La Fundación Ideas para la Paz, FIP, incluyó a la Sierra Nevada de Santa Marta entre las zonas del país donde existen dinámicas de hegemonía armada. El concepto va mucho más allá de la presencia de hombres armados.

Según la organización, algunas estructuras regulan la movilidad, imponen normas, intervienen en conflictos comunitarios y ejercen presión sobre organizaciones sociales. También pueden influir en dinámicas económicas, políticas y administrativas de los territorios.

Ese diagnóstico resulta especialmente sensible para Cesar, Magdalena y La Guajira. Una investigación publicada por la FIP en julio sostiene que las Autodefensas Conquistadoras de la Sierra Nevada, ACSN, mantienen influencia principalmente en esos tres departamentos.

La estructura obtiene recursos del narcotráfico, la extorsión y otras economías ilícitas. Al mismo tiempo, las alertas muestran una ampliación de su incidencia hacia Santander y Norte de Santander.

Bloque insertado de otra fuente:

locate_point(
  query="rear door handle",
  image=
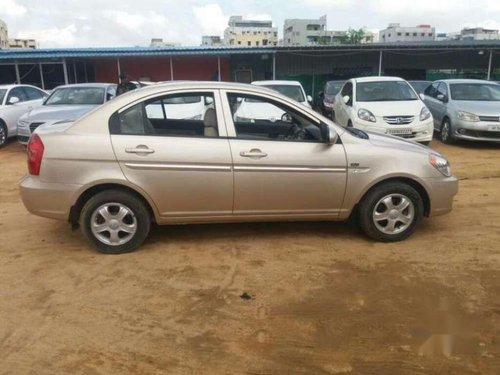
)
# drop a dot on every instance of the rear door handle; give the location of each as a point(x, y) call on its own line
point(141, 149)
point(253, 153)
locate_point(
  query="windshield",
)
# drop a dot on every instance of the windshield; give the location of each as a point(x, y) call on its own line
point(384, 91)
point(77, 95)
point(2, 95)
point(475, 91)
point(332, 88)
point(292, 91)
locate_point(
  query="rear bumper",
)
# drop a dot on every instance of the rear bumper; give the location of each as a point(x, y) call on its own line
point(51, 200)
point(441, 192)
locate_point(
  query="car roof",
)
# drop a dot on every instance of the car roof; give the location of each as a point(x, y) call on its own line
point(377, 79)
point(465, 80)
point(277, 82)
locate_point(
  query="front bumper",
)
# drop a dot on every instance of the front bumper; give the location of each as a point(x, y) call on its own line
point(476, 131)
point(51, 200)
point(418, 131)
point(441, 192)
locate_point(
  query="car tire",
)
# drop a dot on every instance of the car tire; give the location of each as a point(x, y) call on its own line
point(3, 134)
point(390, 212)
point(446, 135)
point(115, 222)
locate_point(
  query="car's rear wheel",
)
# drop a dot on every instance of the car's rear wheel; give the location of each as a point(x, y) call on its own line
point(446, 134)
point(390, 212)
point(3, 134)
point(115, 222)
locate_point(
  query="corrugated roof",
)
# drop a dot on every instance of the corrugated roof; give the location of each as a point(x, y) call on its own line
point(58, 53)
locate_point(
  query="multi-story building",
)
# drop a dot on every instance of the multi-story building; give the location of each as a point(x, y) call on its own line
point(4, 35)
point(250, 33)
point(22, 43)
point(211, 40)
point(397, 33)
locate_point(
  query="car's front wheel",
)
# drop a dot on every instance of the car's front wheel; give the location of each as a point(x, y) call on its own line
point(390, 212)
point(3, 134)
point(115, 222)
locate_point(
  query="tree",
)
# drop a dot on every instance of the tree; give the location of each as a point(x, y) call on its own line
point(353, 36)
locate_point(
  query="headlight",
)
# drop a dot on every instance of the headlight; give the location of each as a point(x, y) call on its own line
point(424, 114)
point(366, 115)
point(466, 116)
point(441, 164)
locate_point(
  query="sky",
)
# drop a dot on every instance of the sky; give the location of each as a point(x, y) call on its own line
point(108, 23)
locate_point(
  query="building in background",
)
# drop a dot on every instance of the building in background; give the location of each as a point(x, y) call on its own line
point(250, 33)
point(211, 40)
point(397, 33)
point(4, 35)
point(22, 43)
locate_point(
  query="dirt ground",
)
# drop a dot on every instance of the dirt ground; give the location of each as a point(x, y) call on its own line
point(324, 299)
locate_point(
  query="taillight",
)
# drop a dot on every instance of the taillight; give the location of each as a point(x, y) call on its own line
point(35, 154)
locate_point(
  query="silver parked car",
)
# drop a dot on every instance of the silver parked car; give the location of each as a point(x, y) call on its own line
point(65, 104)
point(15, 101)
point(465, 109)
point(142, 158)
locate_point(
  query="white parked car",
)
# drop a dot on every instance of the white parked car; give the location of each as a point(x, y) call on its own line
point(292, 89)
point(16, 100)
point(387, 105)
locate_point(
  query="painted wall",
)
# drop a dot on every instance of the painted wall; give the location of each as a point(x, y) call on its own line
point(158, 68)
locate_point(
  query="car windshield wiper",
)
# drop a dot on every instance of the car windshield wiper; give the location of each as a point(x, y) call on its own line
point(358, 133)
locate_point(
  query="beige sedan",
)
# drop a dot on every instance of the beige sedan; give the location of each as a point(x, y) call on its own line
point(204, 152)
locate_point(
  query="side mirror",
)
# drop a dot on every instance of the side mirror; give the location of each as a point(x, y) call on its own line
point(286, 117)
point(14, 100)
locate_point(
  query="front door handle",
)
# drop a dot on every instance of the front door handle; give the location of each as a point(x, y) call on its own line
point(141, 149)
point(253, 153)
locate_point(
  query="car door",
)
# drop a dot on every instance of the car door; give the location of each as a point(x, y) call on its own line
point(278, 171)
point(344, 108)
point(13, 111)
point(174, 147)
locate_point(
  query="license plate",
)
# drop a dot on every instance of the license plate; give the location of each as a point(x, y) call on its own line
point(399, 131)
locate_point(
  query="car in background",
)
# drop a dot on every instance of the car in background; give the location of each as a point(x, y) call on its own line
point(292, 89)
point(387, 105)
point(16, 100)
point(420, 86)
point(120, 169)
point(65, 104)
point(327, 97)
point(466, 109)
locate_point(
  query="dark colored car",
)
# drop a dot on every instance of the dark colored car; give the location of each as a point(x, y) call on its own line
point(420, 86)
point(327, 96)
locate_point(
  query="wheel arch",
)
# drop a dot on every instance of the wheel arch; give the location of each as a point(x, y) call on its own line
point(89, 192)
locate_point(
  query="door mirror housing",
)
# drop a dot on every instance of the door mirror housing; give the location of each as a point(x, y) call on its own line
point(14, 100)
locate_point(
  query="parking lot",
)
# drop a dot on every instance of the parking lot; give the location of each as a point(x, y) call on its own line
point(320, 297)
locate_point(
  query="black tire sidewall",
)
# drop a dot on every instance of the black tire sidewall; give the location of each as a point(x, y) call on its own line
point(368, 203)
point(133, 203)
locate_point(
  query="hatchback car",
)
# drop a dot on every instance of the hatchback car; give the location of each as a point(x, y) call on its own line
point(465, 109)
point(122, 168)
point(66, 103)
point(16, 100)
point(387, 105)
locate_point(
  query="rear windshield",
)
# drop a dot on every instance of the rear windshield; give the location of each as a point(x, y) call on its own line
point(293, 92)
point(384, 91)
point(332, 88)
point(475, 91)
point(77, 96)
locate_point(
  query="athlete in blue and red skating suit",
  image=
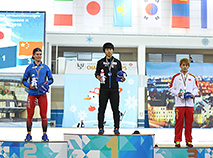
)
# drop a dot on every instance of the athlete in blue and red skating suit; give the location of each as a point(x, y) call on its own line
point(40, 77)
point(184, 87)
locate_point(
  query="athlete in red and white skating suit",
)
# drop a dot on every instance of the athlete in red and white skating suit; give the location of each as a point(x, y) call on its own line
point(184, 107)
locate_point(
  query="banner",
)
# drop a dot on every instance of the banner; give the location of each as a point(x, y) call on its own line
point(206, 14)
point(122, 13)
point(180, 14)
point(81, 101)
point(63, 12)
point(93, 12)
point(20, 33)
point(152, 13)
point(161, 102)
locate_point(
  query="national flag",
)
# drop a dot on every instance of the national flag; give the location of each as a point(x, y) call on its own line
point(63, 12)
point(5, 35)
point(152, 13)
point(206, 13)
point(26, 48)
point(93, 12)
point(180, 14)
point(122, 13)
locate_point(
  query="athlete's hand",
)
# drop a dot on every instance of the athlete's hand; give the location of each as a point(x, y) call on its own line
point(123, 79)
point(98, 77)
point(32, 87)
point(179, 94)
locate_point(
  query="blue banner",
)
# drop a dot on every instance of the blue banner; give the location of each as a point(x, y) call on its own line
point(81, 101)
point(122, 13)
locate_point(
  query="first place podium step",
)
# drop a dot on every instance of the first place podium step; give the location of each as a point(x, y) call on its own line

Por eso, hablar de control territorial en esta zona implica mucho más que desplegar soldados o aumentar patrullajes. El desafío incluye recuperar la capacidad institucional del Estado, proteger a las comunidades y cerrar espacios a las economías criminales.

De la Sierra Nevada hacia nuevos corredores

Una de las advertencias más reveladoras llegó de la Defensoría del Pueblo el pasado 12 de marzo. La entidad alertó sobre la expansión de las ACSN desde La Guajira, Magdalena y Cesar hacia Cáchira y La Esperanza, en Norte de Santander.

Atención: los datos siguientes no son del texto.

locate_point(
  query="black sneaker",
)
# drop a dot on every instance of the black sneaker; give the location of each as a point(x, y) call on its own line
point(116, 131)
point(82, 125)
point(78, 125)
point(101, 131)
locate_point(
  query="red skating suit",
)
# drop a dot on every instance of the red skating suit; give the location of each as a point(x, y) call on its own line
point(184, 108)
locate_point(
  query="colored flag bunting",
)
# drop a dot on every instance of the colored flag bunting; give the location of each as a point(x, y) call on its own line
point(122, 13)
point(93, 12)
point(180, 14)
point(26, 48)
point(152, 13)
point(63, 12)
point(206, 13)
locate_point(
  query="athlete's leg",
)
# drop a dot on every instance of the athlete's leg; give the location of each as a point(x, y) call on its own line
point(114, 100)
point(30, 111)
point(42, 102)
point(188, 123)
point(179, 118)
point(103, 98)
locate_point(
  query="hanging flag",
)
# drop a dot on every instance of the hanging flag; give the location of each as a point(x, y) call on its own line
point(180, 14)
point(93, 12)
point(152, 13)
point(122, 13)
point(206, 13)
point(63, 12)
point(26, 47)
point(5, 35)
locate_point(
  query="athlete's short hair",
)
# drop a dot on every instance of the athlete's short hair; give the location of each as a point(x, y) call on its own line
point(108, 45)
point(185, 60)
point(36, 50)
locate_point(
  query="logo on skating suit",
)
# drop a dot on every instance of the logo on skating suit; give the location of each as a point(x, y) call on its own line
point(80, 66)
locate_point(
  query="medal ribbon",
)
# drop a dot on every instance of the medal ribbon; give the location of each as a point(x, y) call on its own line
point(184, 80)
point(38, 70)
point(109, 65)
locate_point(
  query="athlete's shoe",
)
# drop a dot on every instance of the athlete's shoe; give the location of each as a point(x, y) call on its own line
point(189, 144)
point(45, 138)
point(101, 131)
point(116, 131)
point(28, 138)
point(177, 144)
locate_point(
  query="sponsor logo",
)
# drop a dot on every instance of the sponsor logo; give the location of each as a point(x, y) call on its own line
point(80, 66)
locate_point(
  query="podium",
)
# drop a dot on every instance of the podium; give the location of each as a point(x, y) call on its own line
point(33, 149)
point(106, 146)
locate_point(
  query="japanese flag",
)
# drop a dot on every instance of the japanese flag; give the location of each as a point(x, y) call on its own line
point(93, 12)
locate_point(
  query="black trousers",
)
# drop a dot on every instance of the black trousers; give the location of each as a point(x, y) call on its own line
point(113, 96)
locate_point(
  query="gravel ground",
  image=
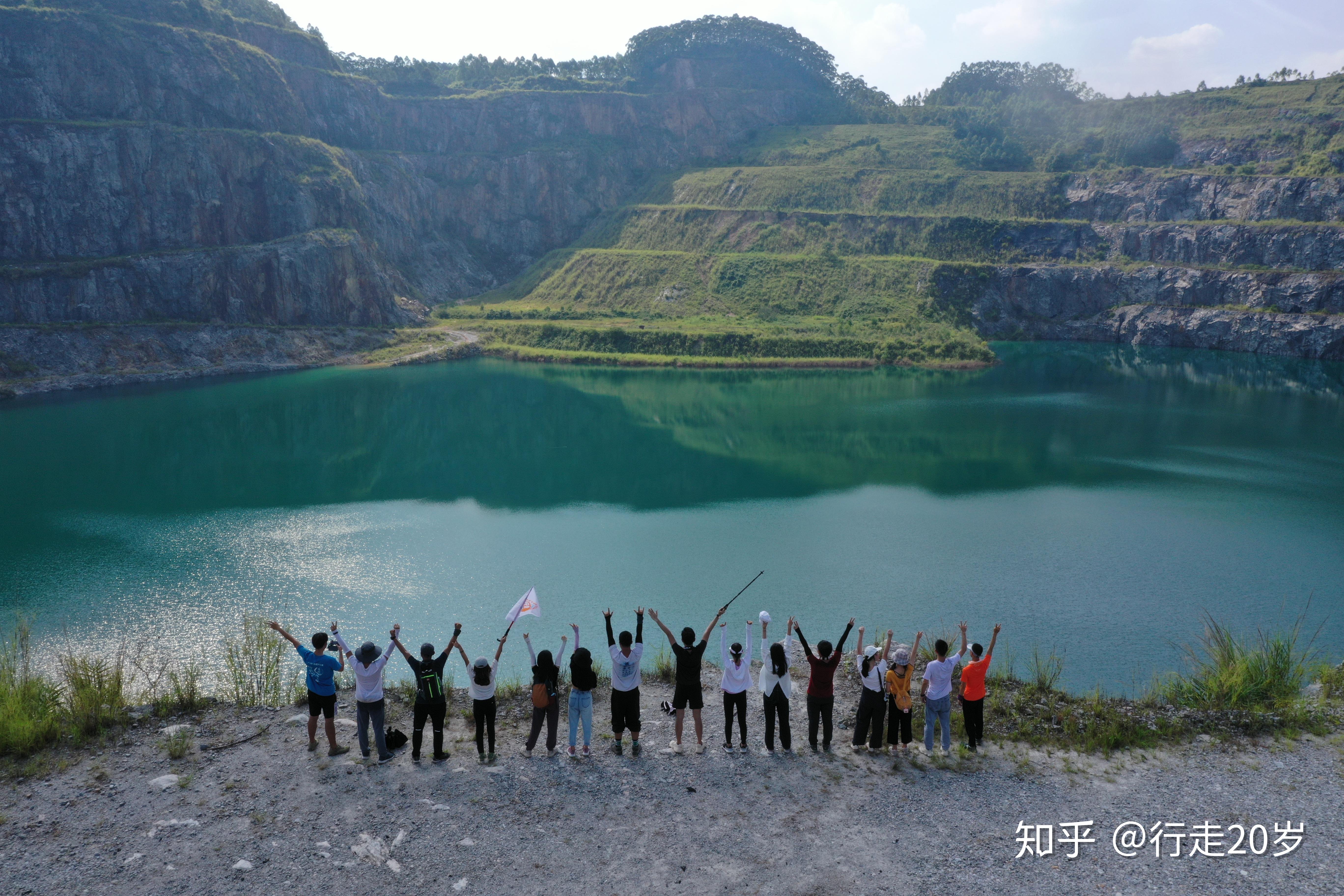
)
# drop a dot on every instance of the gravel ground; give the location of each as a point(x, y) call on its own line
point(677, 824)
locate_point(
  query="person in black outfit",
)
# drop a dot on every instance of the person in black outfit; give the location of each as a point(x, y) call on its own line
point(431, 699)
point(687, 692)
point(822, 684)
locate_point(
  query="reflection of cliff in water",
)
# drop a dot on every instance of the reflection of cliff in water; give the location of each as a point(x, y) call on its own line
point(532, 437)
point(1051, 414)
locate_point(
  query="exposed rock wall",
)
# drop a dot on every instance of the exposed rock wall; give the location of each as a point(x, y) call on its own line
point(316, 279)
point(1295, 335)
point(1164, 198)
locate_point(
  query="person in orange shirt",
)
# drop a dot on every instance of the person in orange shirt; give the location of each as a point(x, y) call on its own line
point(974, 692)
point(901, 710)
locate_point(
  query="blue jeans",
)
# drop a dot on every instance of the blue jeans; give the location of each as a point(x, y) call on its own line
point(939, 710)
point(581, 709)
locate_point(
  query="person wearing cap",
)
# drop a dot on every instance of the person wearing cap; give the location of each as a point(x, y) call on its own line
point(480, 687)
point(431, 700)
point(900, 706)
point(974, 692)
point(369, 691)
point(873, 671)
point(322, 687)
point(936, 690)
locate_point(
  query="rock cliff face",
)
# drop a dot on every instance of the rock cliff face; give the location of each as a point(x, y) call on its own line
point(126, 139)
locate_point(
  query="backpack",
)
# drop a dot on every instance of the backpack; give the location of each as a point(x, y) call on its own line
point(431, 684)
point(581, 671)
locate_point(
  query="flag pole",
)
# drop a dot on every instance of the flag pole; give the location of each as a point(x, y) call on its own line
point(744, 589)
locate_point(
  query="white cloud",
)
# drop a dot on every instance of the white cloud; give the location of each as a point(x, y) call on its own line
point(1194, 40)
point(889, 29)
point(1014, 19)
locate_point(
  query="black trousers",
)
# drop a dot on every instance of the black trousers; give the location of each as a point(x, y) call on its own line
point(740, 703)
point(436, 711)
point(483, 711)
point(974, 711)
point(550, 715)
point(820, 710)
point(873, 710)
point(900, 723)
point(777, 707)
point(626, 711)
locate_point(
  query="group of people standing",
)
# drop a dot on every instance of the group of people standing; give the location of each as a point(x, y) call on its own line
point(886, 675)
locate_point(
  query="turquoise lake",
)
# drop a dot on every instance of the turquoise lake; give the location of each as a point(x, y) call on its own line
point(1093, 499)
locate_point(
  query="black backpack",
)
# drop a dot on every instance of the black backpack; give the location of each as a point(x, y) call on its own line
point(431, 686)
point(581, 671)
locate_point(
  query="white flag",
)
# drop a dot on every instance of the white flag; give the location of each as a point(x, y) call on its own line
point(527, 606)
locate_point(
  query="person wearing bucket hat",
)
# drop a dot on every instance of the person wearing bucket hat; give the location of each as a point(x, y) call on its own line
point(369, 691)
point(900, 706)
point(873, 706)
point(480, 687)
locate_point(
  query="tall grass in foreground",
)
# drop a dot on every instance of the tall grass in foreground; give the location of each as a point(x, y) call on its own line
point(29, 703)
point(254, 667)
point(1229, 673)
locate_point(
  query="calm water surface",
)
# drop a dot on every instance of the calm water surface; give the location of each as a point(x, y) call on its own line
point(1091, 498)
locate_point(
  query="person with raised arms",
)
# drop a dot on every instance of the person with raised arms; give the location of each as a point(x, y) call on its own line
point(900, 706)
point(822, 699)
point(974, 692)
point(689, 691)
point(873, 704)
point(936, 690)
point(322, 687)
point(431, 700)
point(776, 686)
point(736, 683)
point(626, 682)
point(369, 691)
point(546, 695)
point(480, 687)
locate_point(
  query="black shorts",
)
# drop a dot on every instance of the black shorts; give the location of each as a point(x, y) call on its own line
point(322, 704)
point(626, 710)
point(689, 695)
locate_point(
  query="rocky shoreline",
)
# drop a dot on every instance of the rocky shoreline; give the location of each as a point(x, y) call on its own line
point(264, 815)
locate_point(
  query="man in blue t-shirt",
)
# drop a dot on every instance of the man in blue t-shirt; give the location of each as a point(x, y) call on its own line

La Defensoría señaló que la organización busca controlar un corredor estratégico que conecta con Santander, el sur de Bolívar y el Catatumbo. Además, advirtió que la estructura pasó de una presencia discreta a ejercer un control territorial efectivo en algunas zonas.

El panorama revela una dimensión que puede resultar decisiva para la nueva estrategia del Ministerio de Defensa. Cesar y La Guajira no aparecen solamente como departamentos afectados por estructuras criminales. También forman parte de corredores que pueden comunicar el Caribe con el nororiente colombiano.

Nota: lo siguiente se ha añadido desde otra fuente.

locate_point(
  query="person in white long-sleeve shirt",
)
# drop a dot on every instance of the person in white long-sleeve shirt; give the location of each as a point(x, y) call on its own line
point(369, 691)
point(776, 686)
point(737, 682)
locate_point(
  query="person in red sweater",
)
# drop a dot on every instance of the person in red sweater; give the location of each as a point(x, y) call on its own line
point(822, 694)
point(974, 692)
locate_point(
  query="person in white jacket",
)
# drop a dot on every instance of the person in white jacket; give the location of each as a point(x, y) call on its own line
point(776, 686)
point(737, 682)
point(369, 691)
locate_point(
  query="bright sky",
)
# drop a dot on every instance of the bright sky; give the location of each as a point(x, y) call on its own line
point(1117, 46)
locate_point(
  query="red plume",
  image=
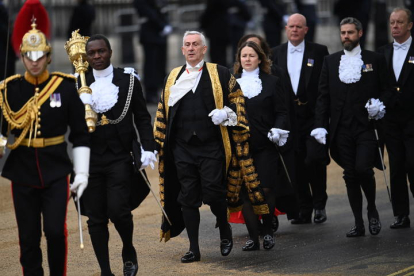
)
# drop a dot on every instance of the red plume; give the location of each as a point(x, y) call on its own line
point(30, 9)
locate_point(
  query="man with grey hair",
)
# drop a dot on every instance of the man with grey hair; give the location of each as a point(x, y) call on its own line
point(353, 93)
point(303, 60)
point(399, 122)
point(200, 109)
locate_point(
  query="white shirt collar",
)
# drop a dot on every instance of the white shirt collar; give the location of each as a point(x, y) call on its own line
point(198, 66)
point(353, 52)
point(250, 74)
point(300, 45)
point(407, 42)
point(103, 73)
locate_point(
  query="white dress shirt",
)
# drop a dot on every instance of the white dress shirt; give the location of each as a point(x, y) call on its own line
point(188, 81)
point(400, 53)
point(295, 59)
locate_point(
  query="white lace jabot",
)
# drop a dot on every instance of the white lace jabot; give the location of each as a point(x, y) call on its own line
point(250, 83)
point(104, 92)
point(350, 66)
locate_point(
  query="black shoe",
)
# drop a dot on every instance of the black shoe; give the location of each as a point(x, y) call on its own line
point(268, 242)
point(190, 257)
point(226, 244)
point(301, 220)
point(275, 223)
point(130, 268)
point(251, 246)
point(401, 222)
point(356, 232)
point(320, 216)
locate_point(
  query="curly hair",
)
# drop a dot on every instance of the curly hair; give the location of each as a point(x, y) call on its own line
point(264, 65)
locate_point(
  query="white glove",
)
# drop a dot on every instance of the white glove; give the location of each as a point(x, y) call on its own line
point(278, 136)
point(148, 158)
point(375, 108)
point(320, 135)
point(167, 30)
point(218, 116)
point(81, 167)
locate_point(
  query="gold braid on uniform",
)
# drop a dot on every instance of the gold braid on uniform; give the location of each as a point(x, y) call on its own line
point(160, 127)
point(15, 120)
point(242, 169)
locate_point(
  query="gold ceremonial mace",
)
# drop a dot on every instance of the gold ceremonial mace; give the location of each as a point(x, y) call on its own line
point(76, 49)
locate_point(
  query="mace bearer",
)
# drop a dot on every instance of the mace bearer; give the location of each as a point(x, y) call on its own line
point(76, 50)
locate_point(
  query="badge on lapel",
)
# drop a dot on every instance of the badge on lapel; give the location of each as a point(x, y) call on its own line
point(55, 100)
point(367, 68)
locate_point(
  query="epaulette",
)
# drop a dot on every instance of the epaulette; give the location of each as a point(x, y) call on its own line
point(9, 79)
point(130, 70)
point(68, 76)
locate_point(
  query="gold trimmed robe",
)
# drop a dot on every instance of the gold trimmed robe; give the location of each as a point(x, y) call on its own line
point(239, 165)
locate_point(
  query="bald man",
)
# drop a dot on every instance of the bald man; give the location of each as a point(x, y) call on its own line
point(399, 122)
point(303, 60)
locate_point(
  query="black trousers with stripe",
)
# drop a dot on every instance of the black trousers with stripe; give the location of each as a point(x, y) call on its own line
point(30, 205)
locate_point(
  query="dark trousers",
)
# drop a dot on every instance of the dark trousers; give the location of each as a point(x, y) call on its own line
point(357, 149)
point(51, 203)
point(155, 61)
point(107, 197)
point(399, 139)
point(200, 167)
point(310, 177)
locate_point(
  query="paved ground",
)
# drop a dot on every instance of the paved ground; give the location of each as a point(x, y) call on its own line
point(300, 249)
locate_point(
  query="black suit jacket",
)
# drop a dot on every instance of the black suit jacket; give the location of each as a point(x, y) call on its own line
point(309, 76)
point(265, 111)
point(331, 100)
point(207, 93)
point(137, 113)
point(404, 87)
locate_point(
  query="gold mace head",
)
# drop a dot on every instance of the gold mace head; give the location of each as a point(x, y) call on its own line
point(76, 46)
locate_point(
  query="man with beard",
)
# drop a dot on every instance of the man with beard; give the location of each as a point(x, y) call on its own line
point(351, 101)
point(399, 121)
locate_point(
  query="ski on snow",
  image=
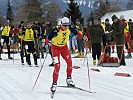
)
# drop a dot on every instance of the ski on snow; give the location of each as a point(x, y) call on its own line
point(52, 94)
point(78, 88)
point(75, 87)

El sur del Cesar también encendió las alarmas

La situación no se concentra únicamente alrededor de la Sierra Nevada. La Defensoría también emitió en marzo una alerta para González y Río de Oro, en el Cesar, junto con Ocaña y Ábrego, en Norte de Santander. Allí identificó riesgos derivados de la confrontación entre estructuras armadas, entre ellas el ELN, facciones disidentes y las ACSN.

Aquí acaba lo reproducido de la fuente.